En d’autres termes, les fonds d’investissement recueillent des capitaux pour les investir dans des sociétés non côtés, au travers d’un véhicule d’investissement.
1.Capital-risque ou Venture Capital : financement de projets entrepreneuriaux en création ou en début de commercialisation. Ces sociétés sont souvent qualifiées de « start-up » ;
Le capital-risque a représenté 42% des opérations réalisées en France entre 2019 et 2023 selon France Invest (Association des investisseurs professionnels français).
2.Capital-développement : financement de projets entrepreneuriaux nécessitant des capitaux afin d’accélérer leur développement (conquête de parts de marché, lancement d’un nouveau produit, changer d’échelle, etc.). Ces sociétés sont souvent qualifiées de « scale-up » ;
Le capital-développement a représenté 37% des opérations réalisées en France entre 2019 et 2023 selon France Invest.
3.Capital-transmission : financement de sociétés matures à des fins d’organiser le retrait (partiel ou total) du/de la fondateur(trice)/dirigeant(e) historique. Ce type d’opération permet « l’aération » du capital et la transmission à de nouveaux managers, internes ou externes. Les anglosaxons parlent de LBO (Leveraged Buy-Out), terme communément utilisé en France également.
Le capital-transmission a représenté 21% des opérations réalisées en France entre 2019 et 2023 selon France Invest.
4.Capital-retournement : financement de sociétés connaissant des difficultés financières, avec pour objectif de redresser leur trajectoire de développement.
Le capital-retournement a représenté 1% des opérations réalisées en France entre 2019 et 2023 selon France Invest.
Le capital-investissement a historiquement offert des rendements supérieurs à ceux des marchés boursiers. En France, au cours des dix dernières années, les rendements du private equity se sont établis en moyenne à 11 % par an, comparativement à environ 6 % par an pour le CAC 40 sur la même période.
À l’échelle mondiale, une étude de Bain & Company indique que les fonds de private equity ont généré un taux de rendement interne (TRI) moyen de 12 à 15 % sur une période de 10 ans, contre environ 9 % pour des indices boursiers comparables.
Cependant, ces performances varient en fonction des types de stratégies adoptées, des périodes d’investissement et des compétences des gestionnaires de fonds. Il est également important de noter que le private equity présente des risques différents des investissements boursiers (illiquidité par exemple).
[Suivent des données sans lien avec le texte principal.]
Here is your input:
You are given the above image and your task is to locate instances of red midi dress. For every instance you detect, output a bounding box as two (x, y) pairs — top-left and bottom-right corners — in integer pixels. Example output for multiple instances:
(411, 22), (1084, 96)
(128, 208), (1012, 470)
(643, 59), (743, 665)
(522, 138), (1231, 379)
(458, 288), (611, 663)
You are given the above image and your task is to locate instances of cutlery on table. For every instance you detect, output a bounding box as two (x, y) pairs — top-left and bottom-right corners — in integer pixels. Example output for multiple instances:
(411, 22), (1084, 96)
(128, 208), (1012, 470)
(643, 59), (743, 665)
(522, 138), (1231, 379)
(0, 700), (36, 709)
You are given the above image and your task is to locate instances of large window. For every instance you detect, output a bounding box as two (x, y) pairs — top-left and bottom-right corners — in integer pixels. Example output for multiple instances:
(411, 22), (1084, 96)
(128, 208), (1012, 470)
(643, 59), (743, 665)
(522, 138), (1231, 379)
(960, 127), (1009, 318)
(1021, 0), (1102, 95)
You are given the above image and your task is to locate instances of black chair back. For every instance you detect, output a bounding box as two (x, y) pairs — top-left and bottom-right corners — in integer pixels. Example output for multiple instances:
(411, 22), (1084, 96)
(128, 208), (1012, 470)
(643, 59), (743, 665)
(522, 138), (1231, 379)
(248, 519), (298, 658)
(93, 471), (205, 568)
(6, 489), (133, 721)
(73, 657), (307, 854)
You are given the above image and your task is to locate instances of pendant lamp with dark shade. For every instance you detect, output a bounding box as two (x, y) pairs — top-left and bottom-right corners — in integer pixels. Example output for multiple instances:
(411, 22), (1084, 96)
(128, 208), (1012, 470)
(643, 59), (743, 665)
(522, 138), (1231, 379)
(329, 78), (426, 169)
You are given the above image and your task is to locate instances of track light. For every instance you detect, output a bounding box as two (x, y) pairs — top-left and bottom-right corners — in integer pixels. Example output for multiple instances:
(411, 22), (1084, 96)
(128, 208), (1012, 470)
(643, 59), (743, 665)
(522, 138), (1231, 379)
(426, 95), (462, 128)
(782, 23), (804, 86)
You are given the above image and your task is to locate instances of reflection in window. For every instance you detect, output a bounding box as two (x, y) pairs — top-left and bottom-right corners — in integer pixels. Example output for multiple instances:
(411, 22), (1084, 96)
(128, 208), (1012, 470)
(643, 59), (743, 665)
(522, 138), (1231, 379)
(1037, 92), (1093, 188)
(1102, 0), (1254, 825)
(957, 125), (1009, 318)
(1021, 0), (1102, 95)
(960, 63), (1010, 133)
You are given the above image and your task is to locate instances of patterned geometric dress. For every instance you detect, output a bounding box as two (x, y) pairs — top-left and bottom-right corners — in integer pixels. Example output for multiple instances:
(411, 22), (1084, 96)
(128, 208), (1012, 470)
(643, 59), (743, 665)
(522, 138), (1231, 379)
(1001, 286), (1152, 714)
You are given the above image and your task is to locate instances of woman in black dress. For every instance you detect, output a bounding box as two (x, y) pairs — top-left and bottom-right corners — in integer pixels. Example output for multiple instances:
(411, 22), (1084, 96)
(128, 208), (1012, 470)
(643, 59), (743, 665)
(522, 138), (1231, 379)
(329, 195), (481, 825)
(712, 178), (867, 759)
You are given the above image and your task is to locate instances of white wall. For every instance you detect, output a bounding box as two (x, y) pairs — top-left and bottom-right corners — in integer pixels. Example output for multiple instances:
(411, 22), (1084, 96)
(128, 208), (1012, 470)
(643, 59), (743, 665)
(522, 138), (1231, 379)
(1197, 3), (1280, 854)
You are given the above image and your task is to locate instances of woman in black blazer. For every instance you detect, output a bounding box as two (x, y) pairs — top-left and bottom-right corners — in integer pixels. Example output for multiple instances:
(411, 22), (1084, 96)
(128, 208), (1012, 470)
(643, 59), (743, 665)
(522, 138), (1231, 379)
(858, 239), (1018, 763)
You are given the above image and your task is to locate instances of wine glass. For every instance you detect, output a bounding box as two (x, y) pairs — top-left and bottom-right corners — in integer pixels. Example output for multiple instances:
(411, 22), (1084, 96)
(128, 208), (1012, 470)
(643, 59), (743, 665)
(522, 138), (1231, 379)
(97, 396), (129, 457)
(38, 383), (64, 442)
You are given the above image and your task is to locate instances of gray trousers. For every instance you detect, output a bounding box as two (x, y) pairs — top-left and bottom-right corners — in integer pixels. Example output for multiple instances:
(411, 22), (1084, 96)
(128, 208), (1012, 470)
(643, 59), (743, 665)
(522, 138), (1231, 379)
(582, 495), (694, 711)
Historiquement, l’investissement en private equity était réservé aux investisseurs institutionnels (banques, caisse d’assurance, gestionnaire de fonds, etc.) et aux particuliers fortunés, en raison de tickets d’entrée élevés. Cependant, des évolutions législatives et des initiatives de plateformes financières ont récemment facilité l’accès des particuliers à cette classe d’actifs, souvent de manière indirecte.
Concrètement, l’investissement en private equity peut se réaliser de deux manières :
Directement : en investissant dans un fonds de capital-investissement agréé par l’Autorité des Marchés Financiers (AMF) ;
🡪 Légalement, le ticket minimum pour investir dans un FPCI s’élève à 100.000€ en France.
Indirectement : à travers des enveloppes fiscales telles que l’assurance-vie, le PEA-PME ou le compte-titres. Ces supports permettent aux épargnants de diversifier leur portefeuille en incluant des parts de fonds de private equity, tout en bénéficiant d’avantages fiscaux associés.
🡪 Le ticket minimum est bien plus raisonnable (par exemple, BPI France dispose de fonds disponibles à l’investissement à partir de 500€).
Ces évolutions offrent aux investisseurs particuliers de nouvelles opportunités pour diversifier leur épargne et participer au financement d’entreprises non cotées, auparavant réservées à des investisseurs avertis disposant d’une large surface financière.